### An encoding class for easy look up of the vocabularies.

In [5]:
import torch
from torch.utils.data import Dataset, DataLoader
from collections import Counter
import torch.nn as nn
from tqdm import tqdm
import numpy as np
from gensim.models import KeyedVectors 
np.random.seed(42)

In [6]:


class Vocabulary:
    
    def __init__(self, symbols = None):
        
        #dictionary to map the vocabulary with a id to build matrix
        #add "UNK" for unknown word to the initial mapping  
        self.word2idx = dict()
        self.idx2word = []

        if symbols:
            for sym in symbols:
                self.update(sym)

    def update(self, tok):
        
        #takes as input a symbol and build the mapping if it doesnt exist
        if tok not in self.word2idx:
            self.word2idx[tok] = len(self.idx2word)
            self.idx2word.append(tok)

    def lookup(self, tok, update = False):
        
        #find tok id given the string, if the tok does not exist return the idx of "UNK"
        if tok not in self.word2idx:
            if update:
                self.update(tok)
                return self[tok]
            return self.word2idx["<unk>"]
            
        return self.word2idx[tok]
    def rev_lookup(self, idx):
        
        #find the tok string given the id
        return self.idx2word[idx]
    
    def __getitem__(self, symbol):
        
        #if the symbol does not exist we see it as unk
        return self.lookup(symbol)
    
    def __len__(self):
        
        return len(self.idx2word)
    

### Load the data
Conll reader reads the conllu file and Data loader gonna load the data and feed the encoded data to the model(either for training or inference).

In [83]:
"""
Functions for reading and writing UD CONLL data
"""
CONLL_FIELDS = ["token", "pos", "features", "deprel"]
MWE_TAGS     = ["B", "I"]  #B for begin , I for inside


def readfile(filename, update = False, toks_vocab=Vocabulary(["<unk>", "<bos>", "<eos>"]), tags_vocab=Vocabulary(["B_X"])):
    """
    function to read and encode the corpus at one pass 
    signature for train corpus : X_toks, Y_tags = readfile("corpus/train.conllu", update=True)
    signature for test corpus/ dev corpus:  X_test, Y_test = readfile("corpus/train.conllu", update=True, vocabtoks_train, vocabtags_train)
    """

    istream              = open(filename, encoding = "utf-8")
    X_toks, Y_tags       = [], []
    sent_toks, sent_tags = [], []

    for line in istream:
        line = line.strip()
        if line and line[0] != "#":
            try:
                tokidx, token, lemma, upos, pos, features, headidx, deprel, extended, _ = line.split()

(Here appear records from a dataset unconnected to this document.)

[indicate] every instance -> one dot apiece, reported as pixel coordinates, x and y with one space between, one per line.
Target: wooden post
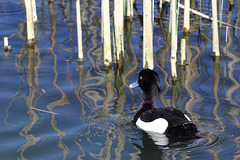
183 51
215 29
79 31
186 23
147 35
118 30
106 37
129 8
174 39
34 10
30 25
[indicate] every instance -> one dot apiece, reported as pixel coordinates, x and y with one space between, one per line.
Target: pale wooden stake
106 37
30 25
186 25
34 10
79 31
147 35
118 30
130 8
183 51
215 29
174 39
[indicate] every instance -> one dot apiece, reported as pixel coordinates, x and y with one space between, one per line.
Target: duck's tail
186 131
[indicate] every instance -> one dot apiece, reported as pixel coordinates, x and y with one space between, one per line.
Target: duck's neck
143 108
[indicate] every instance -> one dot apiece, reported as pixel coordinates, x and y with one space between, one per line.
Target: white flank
158 125
187 117
159 139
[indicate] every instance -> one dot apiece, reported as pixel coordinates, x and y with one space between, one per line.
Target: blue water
54 108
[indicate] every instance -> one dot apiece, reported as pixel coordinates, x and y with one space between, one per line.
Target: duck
168 121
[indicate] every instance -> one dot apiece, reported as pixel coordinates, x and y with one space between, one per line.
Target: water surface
54 108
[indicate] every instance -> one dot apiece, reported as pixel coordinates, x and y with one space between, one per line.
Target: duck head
149 82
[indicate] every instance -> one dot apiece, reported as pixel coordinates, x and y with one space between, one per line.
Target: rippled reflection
55 108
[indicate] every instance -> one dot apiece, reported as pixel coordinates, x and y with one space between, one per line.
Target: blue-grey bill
134 84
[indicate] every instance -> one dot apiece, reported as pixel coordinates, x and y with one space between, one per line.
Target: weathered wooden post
186 23
129 6
118 31
79 31
147 35
174 39
215 29
106 37
30 24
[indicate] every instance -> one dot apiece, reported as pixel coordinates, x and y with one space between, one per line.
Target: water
90 108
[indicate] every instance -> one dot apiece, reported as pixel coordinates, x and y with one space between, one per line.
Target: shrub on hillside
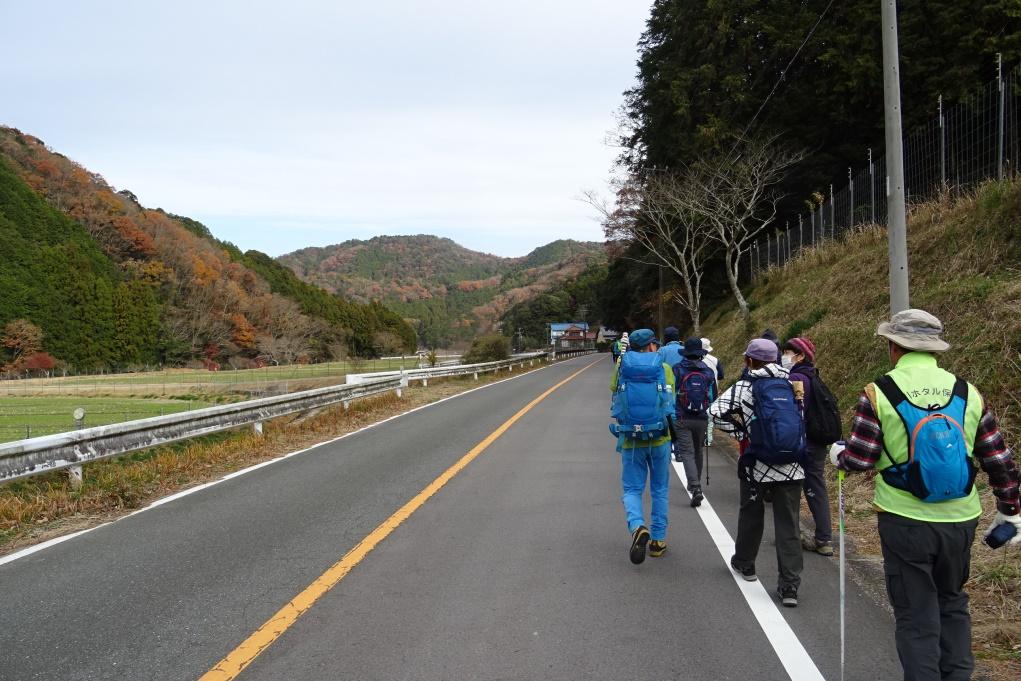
488 348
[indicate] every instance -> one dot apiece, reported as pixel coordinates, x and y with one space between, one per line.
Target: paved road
517 569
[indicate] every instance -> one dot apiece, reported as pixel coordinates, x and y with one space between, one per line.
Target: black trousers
750 522
815 491
926 566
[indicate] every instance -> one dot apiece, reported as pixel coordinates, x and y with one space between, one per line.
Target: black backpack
822 418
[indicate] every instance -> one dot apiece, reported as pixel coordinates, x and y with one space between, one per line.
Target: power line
783 75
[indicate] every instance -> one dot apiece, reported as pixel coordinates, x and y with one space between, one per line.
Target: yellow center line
231 666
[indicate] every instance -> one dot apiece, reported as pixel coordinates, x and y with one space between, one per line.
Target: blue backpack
776 433
938 467
694 387
643 402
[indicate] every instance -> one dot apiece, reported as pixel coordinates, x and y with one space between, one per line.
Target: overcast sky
284 125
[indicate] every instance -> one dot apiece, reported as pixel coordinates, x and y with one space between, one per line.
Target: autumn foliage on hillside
149 287
449 293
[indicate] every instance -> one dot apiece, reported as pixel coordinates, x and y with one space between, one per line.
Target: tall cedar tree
706 66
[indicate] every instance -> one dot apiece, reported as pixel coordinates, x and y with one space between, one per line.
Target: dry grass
37 508
965 259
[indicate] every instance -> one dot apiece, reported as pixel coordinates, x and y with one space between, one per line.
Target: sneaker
747 573
638 540
810 543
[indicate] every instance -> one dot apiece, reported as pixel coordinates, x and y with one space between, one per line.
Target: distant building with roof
574 337
558 329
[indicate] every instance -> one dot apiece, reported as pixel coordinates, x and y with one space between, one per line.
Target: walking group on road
924 430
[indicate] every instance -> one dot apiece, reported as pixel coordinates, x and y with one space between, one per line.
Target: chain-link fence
963 145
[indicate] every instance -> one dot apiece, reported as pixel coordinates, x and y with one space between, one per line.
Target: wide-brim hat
915 330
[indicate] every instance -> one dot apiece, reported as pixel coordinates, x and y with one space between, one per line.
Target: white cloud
341 119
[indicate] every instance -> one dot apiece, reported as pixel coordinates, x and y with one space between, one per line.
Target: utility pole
896 223
659 331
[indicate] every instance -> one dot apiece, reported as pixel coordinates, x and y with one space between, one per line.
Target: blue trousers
637 465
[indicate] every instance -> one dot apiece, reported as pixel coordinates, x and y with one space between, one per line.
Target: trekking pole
839 487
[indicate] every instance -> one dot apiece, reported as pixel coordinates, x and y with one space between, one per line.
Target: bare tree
655 211
738 198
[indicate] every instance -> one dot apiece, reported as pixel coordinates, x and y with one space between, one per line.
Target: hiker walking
762 409
670 353
924 429
695 391
822 428
643 404
620 347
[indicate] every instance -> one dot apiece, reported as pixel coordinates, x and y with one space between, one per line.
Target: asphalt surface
517 569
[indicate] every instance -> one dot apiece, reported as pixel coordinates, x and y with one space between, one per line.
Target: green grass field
178 381
34 417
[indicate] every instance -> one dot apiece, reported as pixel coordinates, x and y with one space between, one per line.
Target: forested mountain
97 281
447 292
707 74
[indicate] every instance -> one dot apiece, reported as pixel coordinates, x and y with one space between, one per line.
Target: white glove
835 450
1003 520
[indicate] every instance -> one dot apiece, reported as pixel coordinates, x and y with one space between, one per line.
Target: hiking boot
747 573
810 543
638 540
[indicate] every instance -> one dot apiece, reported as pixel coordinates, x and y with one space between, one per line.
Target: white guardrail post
70 450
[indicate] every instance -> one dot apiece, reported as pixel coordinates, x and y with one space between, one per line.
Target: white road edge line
785 643
10 557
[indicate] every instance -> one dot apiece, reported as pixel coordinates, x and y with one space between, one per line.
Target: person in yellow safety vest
926 540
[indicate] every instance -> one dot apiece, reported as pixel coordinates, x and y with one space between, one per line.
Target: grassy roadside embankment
37 508
965 259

            except ValueError:
                pass
            if tokidx == "1":
                #beginning of sentence, add false toks  
                sent_toks.append(toks_vocab["<bos>"])
                sent_tags.append(tags_vocab["B_X"])
            
            #extract simple mwe tags
            mwe_tag = lambda x: "I" if features.startswith("component") else "B"
            #extract tagging information
            sent_toks.append(toks_vocab.lookup(tok = token, update = update))
            sent_tags.append(tags_vocab.lookup(tok = mwe_tag(features) + "_" + upos, update = update))
                
        elif sent_toks:
            #end of sentence, add  false tokens 
            sent_toks.append(toks_vocab["<eos>"])
            sent_tags.append(tags_vocab["B_X"])
            X_toks.append(sent_toks)
            Y_tags.append(sent_tags)
            sent_toks, sent_tags = [], []

    istream.close()
    #return the encoded data in list of list, the nested list represents the sentences
    return X_toks, Y_tags,toks_vocab, tags_vocab
# [{"token1": "token", "multiword": "mwe", "mwe lemma": "mwe lemma"}, {"token2": "token", "multiword": "mwe"}, {"token3": "token", "multiword": "mwe"}]




In [201]:
#build train vocab
X_toks, Y_tags,toks_vocab, tags_vocab = readfile("corpus/train.conllu", update=True)


In [202]:
class MWEDataset (Dataset):

    def __init__(self,datafilename = None, toks_vocab=Vocabulary(["<unk>", "<bos>", "<eos>"]), tags_vocab=Vocabulary(["B_X"]), isTrain = False, window_size = 0):
        """
        take as input either the path to a conllu file or a list of tokens
        we consider context size as the n preceding and n subsequent words in the text as the context for predicting the next word.
        """
        super(MWEDataset, self).__init__()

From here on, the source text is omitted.